11am - 12 noon

Friday 27 June 2025

Generative Models for High Dynamic Range Panorama Outpainting from a Single-View Image

PhD Viva Open Presentation - Jack Hilliard

Online event (Teams) - All Welcome!

Free

Online

Speakers


Generative Models for High Dynamic Range Panorama Outpainting from a Single-View Image

Abstract:

In the past few years, the field of illumination estimation from a limited field of view (LFOV) low dynamic range image (LDRI) has witnessed rapid developments assisted by the innovations in the overarching field of image generation. Initial approaches that could only produce lighting conditions to render diffuse and specular objects accurately have made way for image-based lighting models that can generate the features of a scene to plausibly render mirror reflective objects by utilising high dynamic range (HDR) 360◦ Equirectangular Panorama (ERP) environment maps. Although impressive advancements have been made, the field has not yet realised its apex, where the estimated illumination conditions of a scene can be used to composite an object that is indistinguishable for the human eye. In this thesis, we aim to further the field of illumination estimation to its ultimate goal by investigating generative Artificial Intelligence (AI) approaches to improve the accuracy of the estimated light sources and the plausibility of the generated features while reducing the commonly introduced image artefacts.
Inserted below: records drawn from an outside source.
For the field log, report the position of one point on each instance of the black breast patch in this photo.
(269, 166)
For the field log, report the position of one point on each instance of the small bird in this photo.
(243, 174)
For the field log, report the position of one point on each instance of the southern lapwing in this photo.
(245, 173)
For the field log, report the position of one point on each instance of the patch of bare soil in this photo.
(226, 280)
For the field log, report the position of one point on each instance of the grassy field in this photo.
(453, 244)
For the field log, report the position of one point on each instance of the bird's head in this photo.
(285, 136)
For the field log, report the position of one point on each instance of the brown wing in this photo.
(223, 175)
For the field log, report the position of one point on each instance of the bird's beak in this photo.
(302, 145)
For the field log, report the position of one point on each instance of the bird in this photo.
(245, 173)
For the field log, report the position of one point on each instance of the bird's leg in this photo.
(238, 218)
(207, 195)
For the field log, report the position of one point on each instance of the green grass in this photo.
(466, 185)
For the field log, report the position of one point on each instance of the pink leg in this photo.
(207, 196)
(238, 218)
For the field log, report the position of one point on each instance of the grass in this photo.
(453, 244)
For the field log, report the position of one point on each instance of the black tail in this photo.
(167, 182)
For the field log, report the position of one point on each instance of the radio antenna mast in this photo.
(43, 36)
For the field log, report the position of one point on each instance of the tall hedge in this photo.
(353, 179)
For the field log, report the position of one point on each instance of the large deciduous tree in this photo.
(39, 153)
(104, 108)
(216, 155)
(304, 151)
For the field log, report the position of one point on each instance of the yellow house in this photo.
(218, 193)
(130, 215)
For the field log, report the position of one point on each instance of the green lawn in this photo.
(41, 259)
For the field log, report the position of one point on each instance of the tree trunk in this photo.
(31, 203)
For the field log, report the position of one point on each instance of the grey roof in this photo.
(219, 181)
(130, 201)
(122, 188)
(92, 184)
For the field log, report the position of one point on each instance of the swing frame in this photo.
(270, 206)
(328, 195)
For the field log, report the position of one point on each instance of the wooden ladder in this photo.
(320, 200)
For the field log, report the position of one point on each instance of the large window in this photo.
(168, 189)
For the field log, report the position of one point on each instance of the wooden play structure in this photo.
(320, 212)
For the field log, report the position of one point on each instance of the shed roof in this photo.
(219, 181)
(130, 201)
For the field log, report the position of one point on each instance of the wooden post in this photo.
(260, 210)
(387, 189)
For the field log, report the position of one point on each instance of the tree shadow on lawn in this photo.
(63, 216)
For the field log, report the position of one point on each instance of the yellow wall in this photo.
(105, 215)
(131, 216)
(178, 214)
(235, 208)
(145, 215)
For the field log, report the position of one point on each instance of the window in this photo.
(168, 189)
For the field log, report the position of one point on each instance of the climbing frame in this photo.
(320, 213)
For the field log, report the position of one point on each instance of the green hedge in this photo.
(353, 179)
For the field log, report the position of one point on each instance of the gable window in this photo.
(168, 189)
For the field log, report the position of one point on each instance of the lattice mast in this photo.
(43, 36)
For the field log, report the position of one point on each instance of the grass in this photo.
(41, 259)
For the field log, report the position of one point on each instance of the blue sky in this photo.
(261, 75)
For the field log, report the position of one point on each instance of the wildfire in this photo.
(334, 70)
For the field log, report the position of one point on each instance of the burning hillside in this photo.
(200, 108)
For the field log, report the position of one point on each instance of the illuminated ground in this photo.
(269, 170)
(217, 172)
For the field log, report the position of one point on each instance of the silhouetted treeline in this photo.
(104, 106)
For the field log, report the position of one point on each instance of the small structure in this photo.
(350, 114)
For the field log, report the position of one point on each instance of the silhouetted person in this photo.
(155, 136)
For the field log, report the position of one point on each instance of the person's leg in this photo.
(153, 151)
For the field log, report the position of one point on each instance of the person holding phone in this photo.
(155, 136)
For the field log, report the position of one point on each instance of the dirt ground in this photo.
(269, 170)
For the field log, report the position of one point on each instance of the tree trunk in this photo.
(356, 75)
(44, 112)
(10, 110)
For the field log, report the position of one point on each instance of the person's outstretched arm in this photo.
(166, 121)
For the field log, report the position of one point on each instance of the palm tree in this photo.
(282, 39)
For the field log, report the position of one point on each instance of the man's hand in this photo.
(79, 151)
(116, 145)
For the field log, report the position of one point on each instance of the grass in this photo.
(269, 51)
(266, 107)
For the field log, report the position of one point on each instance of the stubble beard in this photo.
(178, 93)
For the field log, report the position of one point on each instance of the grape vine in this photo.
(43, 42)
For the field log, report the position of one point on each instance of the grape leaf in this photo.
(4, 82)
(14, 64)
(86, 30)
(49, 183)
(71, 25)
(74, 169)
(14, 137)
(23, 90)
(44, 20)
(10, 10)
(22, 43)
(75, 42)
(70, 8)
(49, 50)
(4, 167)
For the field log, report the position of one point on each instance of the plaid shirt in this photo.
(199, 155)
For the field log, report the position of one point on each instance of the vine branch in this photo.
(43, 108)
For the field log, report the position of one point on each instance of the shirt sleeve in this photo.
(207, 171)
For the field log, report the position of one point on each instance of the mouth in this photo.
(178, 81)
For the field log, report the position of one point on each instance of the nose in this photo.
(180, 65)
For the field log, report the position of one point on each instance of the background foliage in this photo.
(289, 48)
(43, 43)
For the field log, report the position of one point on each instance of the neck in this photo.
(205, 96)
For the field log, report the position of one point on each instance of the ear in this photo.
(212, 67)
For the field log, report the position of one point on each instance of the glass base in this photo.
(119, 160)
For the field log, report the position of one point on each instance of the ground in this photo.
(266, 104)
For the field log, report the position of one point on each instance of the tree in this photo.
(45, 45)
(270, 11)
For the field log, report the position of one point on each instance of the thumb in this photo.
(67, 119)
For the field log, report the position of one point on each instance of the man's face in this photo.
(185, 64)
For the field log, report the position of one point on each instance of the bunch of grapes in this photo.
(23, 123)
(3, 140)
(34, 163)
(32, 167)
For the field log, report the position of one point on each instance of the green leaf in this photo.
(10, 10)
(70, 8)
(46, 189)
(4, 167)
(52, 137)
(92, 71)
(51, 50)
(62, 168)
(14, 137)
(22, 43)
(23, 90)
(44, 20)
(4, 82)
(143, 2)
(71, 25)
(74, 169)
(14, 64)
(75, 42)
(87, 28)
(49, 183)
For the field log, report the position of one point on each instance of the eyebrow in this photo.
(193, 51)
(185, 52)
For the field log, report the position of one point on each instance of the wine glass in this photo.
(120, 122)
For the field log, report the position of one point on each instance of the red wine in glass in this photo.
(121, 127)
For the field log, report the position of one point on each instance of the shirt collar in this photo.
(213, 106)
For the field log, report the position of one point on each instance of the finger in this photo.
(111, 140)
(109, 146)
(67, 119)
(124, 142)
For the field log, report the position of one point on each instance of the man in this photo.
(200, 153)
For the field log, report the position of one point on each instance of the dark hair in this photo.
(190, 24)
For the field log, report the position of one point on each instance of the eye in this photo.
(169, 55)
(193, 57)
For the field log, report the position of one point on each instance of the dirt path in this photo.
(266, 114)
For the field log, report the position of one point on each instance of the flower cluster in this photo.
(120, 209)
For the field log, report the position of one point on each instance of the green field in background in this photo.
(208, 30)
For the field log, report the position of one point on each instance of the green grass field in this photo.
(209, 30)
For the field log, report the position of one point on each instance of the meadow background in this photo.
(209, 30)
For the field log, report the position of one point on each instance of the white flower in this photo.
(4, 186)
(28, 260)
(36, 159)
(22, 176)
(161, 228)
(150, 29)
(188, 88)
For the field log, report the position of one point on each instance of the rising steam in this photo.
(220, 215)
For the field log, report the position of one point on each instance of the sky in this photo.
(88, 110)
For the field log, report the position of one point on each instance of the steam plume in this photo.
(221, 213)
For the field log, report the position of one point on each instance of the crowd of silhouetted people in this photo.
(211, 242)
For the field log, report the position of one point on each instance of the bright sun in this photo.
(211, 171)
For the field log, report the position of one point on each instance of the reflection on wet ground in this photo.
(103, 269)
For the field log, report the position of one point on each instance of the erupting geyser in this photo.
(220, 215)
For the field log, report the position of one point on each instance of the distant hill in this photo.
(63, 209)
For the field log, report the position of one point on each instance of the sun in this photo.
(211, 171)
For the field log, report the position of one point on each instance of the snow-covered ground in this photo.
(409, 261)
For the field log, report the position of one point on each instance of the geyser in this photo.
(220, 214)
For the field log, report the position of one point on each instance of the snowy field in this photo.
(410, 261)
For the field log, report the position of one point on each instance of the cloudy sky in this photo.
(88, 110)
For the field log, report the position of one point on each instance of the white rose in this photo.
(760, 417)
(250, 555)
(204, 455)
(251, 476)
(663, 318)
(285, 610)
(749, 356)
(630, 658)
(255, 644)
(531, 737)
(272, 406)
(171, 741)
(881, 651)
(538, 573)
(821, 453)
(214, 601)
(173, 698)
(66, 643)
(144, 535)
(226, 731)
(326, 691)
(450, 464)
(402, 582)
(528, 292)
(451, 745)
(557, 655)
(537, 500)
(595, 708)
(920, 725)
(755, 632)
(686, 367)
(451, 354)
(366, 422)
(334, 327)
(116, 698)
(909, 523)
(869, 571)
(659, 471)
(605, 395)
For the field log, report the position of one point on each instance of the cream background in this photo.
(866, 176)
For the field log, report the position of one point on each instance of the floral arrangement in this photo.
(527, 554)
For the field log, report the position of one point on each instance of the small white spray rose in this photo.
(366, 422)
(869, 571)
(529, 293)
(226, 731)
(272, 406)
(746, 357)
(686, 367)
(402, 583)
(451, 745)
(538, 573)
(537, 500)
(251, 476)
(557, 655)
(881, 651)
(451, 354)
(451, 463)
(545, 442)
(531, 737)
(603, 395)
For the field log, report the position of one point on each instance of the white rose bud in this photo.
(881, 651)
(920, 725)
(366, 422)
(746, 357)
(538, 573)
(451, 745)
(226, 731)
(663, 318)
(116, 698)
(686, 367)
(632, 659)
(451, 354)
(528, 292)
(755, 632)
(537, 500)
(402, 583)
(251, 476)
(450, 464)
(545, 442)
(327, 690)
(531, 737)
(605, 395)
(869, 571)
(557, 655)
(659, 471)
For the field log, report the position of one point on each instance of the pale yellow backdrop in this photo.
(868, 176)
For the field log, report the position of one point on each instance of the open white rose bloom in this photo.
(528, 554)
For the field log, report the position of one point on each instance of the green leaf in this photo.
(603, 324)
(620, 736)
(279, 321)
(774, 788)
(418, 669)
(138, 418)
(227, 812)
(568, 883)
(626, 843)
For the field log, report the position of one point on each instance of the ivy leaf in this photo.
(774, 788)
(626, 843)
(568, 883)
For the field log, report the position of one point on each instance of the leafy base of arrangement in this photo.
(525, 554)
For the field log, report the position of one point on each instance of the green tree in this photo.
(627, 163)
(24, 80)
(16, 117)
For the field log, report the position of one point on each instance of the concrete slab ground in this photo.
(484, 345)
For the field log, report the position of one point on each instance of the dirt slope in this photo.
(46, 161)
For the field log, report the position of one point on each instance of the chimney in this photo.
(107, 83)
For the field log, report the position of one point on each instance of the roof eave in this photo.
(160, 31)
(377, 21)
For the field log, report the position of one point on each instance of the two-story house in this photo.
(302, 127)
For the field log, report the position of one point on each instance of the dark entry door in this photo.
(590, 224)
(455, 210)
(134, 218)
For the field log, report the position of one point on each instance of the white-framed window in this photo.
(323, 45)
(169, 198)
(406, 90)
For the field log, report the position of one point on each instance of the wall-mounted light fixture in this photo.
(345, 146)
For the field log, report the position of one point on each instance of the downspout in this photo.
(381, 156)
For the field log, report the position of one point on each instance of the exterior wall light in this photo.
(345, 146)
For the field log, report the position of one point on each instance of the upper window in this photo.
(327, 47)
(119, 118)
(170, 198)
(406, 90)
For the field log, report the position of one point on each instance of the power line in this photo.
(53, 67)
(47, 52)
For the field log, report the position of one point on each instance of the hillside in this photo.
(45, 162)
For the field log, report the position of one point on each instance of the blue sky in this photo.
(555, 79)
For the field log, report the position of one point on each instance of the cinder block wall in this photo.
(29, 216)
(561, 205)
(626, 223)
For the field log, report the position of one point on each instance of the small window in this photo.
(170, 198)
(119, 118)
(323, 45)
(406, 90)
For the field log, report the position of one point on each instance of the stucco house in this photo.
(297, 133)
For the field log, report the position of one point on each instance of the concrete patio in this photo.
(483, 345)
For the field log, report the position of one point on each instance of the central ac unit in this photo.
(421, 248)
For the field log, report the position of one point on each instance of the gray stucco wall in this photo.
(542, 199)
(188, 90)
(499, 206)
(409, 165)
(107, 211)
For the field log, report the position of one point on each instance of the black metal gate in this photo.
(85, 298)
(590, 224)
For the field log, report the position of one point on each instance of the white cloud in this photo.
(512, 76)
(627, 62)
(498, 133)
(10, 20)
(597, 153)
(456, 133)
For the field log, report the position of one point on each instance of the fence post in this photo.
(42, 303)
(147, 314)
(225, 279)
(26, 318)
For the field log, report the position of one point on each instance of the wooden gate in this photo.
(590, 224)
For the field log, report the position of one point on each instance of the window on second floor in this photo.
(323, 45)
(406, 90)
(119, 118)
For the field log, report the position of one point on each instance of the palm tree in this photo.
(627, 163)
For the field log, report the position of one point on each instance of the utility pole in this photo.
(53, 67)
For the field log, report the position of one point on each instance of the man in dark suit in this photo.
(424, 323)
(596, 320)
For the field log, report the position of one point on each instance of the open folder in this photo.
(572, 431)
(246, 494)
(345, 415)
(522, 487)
Our first contribution focuses on the illumination estimation problem as an outpainting task by incorporating the state-of-the-art approaches from the field of outpainting. We utilise a two-stage Generative Adversarial Network (GAN) model that first generates a diffuse irradiance map of the scene and then uses it, in combination with the initial input LFOV image, to generate the HDR environment map. We also incorporate some techniques such as rotating the ERP by 180◦ and performing circular padding on the sides of the image to reduce the border seam created from using the ERP format. Our approach performs competitively with state-of-the-art illumination estimation methods in terms of lighting accuracy for diffuse and specular surfaces but it lacks in terms of image plausibility and removing artefacts from the generated panorama.

The second contribution aims to remove the warping artefacts created by using the ERP format in standard convolutional neural networks. These appear as warped objects and textures at the image’s poles and as a border seam with non-continuous generation at the sides of the image. We achieve this by creating a U-Net style Vision Transformer (ViT) GAN that leverages the PanoSWIN attention block and circular convolutional padding. This network removed the seam and homogenised the generation at the sides of the image. It also reduced warping artefacts at the poles. This method performs at a state-of-the-art level in terms of lighting accuracy for diffuse surfaces as well as producing plausible panoramas, however, it tends to underperform in terms of the FID score compared to the current state-of-the-art methods.

In our third contribution, we incorporate the state-of-the-art image generation architecture, the Latent Diffusion Model (LDM). We modify the architecture of the LDM to reduce the aforementioned ERP artefacts. We propose an ERP convolutional padding for the latent autoencoder to remove the border seam and aid in continuous generation across the panorama. We propose and compare four Diffusion Transformer (DiT) architectures designed for the ERP format including our previous contribution. We compare this with the standard U-Net architecture for the denoising network and find that although there are benefits of using the an adapted architecture, such as reduced warping at the poles and more accurate lighting estimation, the U-Net generates higher quality and more plausible HDR environment maps. Evaluating our best model in line with current benchmarks, we demonstrate that our model is competitive with state-of-the-art illumination estimation methods.